Method: We used data from the Avon Longitudinal Study of Parents and Children (ALSPAC). our exposure was thirds of IL 6 and CRP derived from serum measurements taken at the age of nine years, and the results were eating disorder diagnosis and self-reported well-eating behavior at ages 14, 16 and 18 years old. We used multilevel logistic regression model univariate and multivariate adjust to a number of potential confounders, including sex, fat mass, and the existing mental health problems.

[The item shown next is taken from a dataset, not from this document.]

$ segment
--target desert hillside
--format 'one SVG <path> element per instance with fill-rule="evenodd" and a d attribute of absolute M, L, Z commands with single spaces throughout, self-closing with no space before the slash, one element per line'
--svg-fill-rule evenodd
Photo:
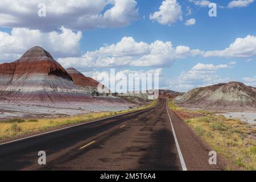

Results: Our sample included 3,480 children. Those in the top third of CRP have lower chances of binge eating (odds ratio (OR): 0.62, 95% confidence interval (CI): 0.39,1.00, p “is equal to” 0.05) and fasting (OR : 0.63, 95% CI: 0.38,1.07, p “is equal to” 0.09) after adjustment for confounders. We also observed a weak link in proportion to clean, anorexia nervosa and bulimia nervosa. We did not find any association between the levels of IL 6 and one of the outcomes studied.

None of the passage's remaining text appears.